RegulationNov 15 2017

FCA warns investors against binary options

twitter-iconfacebook-iconlinkedin-iconmail-iconprint-icon
Search supported by
FCA warns investors against binary options

The Financial Conduct Authority has issued a warning on binary options, saying the majority of consumers who invest in them lose money.

From January the regulator will take over the regulation of binary options from the Gambling Commission as part of the introduction of Mifid II.

This means these firms will need to be authorised and supervised by the FCA, and individual complaints will be handled by the Financial Ombudsman Service and consumers will have access to the Financial Services Compensation Scheme.

But the regulator has now sought to inform consumers that these investments are "high-risk" and "speculative".

Binary options allow an investor to make a bet on the price of value of a stock, commodity, currency, index or anything capable of being measured in financial terms.

The time periods involved tend to be very short, ranging from between 30 seconds to five minutes.

The FCA stated its data found the majority of consumers who invest in binary options lose money and find it hard to make sustained profits over a series of bets.

The City watchdog stated: "To make a profit, a consumer is likely to need both a sophisticated knowledge of financial markets and to 'beat the odds', which is always difficult to do.

"The short duration of trades with the complex method used to price binary options means that it is difficult for consumers to value these products accurately."

The FCA has also pointed out that in most cases, the firm a consumer buys options from benefits when they lose.

This means the firm's interest is in direct conflict with the consumer and increases the risk of poor conduct by firms offering these products.

The FCA said binary options have become a "significant" source of fraud in the UK.

Since 2012 there have been a reported 2,605 victims who lost £59.4m on binary options scams.

The FCA is not the first government agency to warn about binary options.

Action Fraud, which is part of the City of London Police, issued a similar warning last month.

Action Fraud stated binary options was a "growing problem", with £18m lost in the first half of 2017 alone.

In the first six months of this year 697 people reported having lost money to this type of fraud.

Binary options are currently regulated by the Gambling Commission but only if the firm has gambling equipment in the UK.

The FCA has also renewed its warning about cryptocurrencies, particularly contracts for difference using these as the underlying investment.

In September the FCA warned investors they should be prepared to lose all their money if they invested in initial coin offerings, which is a way of raising money from investors using virtual coins or tokens where these are issued and put for sale in exchange for fiat money for other virtual currencies such as Bitcoin or Ether.

Cryptocurrency CFDs allow investors to speculate on the change in a price of a virtual currency, like Bitcoin.

The FCA said investors should only use these products if they are experienced with a sophisticated knowledge of financial markets, and they fully understand the risks involved with cryptocurrencies and CFDs.

It said: "The value of cryptocurrencies, and therefore the value of CFDs linked to them, is extremely volatile.
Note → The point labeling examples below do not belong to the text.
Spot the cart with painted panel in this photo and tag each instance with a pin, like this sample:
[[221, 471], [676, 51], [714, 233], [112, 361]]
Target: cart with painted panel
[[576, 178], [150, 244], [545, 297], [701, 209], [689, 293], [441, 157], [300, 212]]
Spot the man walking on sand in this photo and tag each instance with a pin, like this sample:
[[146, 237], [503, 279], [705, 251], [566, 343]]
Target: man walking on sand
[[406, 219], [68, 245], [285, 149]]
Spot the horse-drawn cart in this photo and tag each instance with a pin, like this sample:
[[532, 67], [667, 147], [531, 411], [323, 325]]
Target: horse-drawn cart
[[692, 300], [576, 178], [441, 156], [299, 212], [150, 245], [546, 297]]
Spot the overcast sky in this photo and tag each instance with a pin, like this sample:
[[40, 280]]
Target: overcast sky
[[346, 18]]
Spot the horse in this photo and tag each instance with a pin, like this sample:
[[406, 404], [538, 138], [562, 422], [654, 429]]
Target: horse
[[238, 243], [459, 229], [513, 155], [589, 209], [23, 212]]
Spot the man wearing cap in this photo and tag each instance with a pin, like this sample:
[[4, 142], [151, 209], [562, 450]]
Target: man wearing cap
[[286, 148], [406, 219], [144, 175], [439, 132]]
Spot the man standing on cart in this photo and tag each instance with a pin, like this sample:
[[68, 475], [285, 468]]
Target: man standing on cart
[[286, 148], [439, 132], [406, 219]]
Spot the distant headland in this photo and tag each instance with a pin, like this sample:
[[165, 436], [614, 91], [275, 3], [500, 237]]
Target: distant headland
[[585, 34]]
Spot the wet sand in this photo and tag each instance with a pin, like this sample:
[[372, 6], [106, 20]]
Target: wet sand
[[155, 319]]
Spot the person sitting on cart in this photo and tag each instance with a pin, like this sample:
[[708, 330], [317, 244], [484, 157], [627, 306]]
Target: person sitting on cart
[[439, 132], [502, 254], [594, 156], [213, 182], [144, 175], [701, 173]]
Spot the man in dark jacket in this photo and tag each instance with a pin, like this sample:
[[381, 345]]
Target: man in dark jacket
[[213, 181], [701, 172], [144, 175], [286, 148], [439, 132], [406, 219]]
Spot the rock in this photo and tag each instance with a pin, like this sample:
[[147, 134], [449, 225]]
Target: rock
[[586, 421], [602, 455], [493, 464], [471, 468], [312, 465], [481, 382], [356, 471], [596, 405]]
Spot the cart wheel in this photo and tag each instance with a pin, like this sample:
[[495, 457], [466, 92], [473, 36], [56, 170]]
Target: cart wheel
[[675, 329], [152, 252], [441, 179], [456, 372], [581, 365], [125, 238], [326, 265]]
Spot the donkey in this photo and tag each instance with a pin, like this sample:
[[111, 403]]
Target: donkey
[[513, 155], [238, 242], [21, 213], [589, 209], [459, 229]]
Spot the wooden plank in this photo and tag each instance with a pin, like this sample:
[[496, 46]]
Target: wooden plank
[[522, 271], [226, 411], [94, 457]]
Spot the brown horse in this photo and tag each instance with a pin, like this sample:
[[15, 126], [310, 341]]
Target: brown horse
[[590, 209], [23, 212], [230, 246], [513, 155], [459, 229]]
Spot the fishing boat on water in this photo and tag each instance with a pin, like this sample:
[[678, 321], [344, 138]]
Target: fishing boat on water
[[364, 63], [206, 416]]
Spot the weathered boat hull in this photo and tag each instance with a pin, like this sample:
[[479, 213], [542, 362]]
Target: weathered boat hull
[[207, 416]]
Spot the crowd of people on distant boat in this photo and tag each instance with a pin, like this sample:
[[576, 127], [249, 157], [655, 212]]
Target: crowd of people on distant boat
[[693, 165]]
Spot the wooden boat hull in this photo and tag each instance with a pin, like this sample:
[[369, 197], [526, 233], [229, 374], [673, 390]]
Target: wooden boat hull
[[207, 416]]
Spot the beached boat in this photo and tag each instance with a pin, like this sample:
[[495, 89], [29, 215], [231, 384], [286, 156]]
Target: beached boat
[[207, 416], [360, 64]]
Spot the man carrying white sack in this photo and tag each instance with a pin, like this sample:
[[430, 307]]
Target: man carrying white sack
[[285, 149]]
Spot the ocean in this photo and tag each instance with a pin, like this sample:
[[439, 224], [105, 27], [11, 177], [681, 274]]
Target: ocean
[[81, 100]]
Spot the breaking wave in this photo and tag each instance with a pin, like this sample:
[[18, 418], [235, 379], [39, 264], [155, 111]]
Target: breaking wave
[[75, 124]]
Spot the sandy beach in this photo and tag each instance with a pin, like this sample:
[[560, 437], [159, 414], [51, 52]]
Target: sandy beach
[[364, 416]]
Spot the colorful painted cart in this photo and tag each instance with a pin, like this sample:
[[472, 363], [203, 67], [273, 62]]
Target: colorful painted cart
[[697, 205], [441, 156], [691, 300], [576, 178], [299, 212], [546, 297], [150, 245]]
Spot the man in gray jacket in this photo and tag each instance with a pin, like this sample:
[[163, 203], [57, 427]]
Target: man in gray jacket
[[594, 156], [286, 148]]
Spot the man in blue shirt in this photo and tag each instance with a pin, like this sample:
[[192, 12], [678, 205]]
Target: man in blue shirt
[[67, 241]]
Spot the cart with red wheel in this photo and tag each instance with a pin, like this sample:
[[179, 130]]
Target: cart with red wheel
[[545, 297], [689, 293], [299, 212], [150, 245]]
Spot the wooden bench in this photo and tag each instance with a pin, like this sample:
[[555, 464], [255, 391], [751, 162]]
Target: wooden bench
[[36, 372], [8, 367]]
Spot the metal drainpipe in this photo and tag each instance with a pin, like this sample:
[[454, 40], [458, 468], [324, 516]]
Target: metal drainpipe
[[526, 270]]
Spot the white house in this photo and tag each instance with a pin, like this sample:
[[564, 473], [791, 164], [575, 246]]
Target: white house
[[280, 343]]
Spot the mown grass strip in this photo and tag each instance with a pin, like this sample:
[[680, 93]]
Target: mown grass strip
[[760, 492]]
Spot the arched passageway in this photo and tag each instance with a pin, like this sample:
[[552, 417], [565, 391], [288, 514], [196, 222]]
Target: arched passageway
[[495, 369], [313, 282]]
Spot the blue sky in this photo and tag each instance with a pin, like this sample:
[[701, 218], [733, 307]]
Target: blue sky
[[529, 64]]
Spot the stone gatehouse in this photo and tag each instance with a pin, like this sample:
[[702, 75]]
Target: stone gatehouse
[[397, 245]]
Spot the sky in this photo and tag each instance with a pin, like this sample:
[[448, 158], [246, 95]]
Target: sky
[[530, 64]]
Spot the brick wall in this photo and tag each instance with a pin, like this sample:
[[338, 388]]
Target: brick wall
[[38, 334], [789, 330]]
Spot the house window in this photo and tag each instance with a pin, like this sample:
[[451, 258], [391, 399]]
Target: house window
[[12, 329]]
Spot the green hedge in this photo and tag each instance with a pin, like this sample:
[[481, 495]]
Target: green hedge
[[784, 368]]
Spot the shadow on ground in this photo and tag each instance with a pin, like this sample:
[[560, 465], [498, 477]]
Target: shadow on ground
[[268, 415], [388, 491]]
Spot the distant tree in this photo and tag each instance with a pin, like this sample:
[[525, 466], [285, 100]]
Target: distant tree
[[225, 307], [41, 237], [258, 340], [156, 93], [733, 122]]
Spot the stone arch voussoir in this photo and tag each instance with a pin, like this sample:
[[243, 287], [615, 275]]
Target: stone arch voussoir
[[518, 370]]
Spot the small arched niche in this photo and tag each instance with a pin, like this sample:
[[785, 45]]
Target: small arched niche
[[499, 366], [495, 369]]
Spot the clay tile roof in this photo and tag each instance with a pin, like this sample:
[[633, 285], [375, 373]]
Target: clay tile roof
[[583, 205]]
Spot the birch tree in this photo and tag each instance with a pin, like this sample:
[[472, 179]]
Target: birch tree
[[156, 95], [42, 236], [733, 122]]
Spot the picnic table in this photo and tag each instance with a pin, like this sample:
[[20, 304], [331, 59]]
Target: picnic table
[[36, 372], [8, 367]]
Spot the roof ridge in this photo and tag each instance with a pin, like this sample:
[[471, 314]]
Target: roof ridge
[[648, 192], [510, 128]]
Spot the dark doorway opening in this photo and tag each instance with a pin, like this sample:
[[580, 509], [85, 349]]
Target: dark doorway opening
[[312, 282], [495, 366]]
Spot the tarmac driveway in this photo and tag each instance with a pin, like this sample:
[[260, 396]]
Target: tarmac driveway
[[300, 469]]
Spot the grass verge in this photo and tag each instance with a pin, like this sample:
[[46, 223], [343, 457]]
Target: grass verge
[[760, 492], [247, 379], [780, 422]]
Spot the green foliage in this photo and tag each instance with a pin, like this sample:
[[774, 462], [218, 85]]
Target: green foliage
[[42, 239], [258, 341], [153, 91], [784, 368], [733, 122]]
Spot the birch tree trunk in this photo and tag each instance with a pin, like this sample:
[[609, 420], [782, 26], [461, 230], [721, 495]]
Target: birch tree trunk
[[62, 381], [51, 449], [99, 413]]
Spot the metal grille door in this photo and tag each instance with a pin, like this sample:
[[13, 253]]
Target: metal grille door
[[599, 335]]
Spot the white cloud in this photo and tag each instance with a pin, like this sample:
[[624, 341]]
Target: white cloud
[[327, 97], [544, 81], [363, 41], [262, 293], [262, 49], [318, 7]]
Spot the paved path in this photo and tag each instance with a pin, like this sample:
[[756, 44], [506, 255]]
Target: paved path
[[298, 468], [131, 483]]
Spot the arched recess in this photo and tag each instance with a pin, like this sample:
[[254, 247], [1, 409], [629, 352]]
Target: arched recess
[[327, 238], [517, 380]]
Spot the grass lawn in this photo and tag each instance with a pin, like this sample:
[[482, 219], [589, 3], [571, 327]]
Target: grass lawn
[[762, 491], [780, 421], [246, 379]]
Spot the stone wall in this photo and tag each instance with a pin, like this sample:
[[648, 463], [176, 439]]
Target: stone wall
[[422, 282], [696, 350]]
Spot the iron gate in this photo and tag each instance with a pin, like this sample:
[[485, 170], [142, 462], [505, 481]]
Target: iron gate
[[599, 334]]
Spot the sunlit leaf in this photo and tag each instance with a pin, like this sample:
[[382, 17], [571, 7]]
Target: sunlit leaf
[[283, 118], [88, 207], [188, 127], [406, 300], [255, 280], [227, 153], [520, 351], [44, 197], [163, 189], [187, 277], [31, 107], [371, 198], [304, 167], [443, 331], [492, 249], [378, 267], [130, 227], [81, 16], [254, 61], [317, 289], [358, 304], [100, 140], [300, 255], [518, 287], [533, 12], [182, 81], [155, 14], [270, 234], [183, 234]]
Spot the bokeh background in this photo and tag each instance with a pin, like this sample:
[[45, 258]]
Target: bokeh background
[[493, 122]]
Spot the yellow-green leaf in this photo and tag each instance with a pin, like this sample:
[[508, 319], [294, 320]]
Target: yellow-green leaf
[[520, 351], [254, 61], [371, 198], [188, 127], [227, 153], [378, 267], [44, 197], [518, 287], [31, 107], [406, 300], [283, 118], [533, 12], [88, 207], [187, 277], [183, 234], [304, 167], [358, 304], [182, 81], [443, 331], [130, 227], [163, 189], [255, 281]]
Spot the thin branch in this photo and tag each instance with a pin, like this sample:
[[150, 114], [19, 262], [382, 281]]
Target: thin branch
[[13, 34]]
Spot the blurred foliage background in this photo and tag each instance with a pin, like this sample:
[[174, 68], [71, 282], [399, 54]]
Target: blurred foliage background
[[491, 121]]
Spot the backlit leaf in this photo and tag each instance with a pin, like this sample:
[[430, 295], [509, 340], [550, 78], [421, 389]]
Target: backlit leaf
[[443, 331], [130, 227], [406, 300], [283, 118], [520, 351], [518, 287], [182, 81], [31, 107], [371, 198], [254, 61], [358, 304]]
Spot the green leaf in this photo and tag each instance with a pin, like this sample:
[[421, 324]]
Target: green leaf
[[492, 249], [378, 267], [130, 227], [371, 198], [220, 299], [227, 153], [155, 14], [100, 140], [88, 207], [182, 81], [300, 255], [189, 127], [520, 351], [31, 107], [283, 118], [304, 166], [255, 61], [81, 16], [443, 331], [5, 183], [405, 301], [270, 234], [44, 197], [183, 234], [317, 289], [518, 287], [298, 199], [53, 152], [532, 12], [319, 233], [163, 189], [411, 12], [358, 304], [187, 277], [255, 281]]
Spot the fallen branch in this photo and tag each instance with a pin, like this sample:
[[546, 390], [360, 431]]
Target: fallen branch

They are vulnerable to sharp changes in price due to unexpected events or changes in market sentiment.

"The value of some cryptocurrencies recently fell by more than 30 per cent in a single day.

"When compared with currencies, there can be more significant variation in the pricing of cryptocurrencies used to determine the value of your CFD position. There is a greater risk you will not receive a fair and accurate price for the underlying cryptocurrency when trading."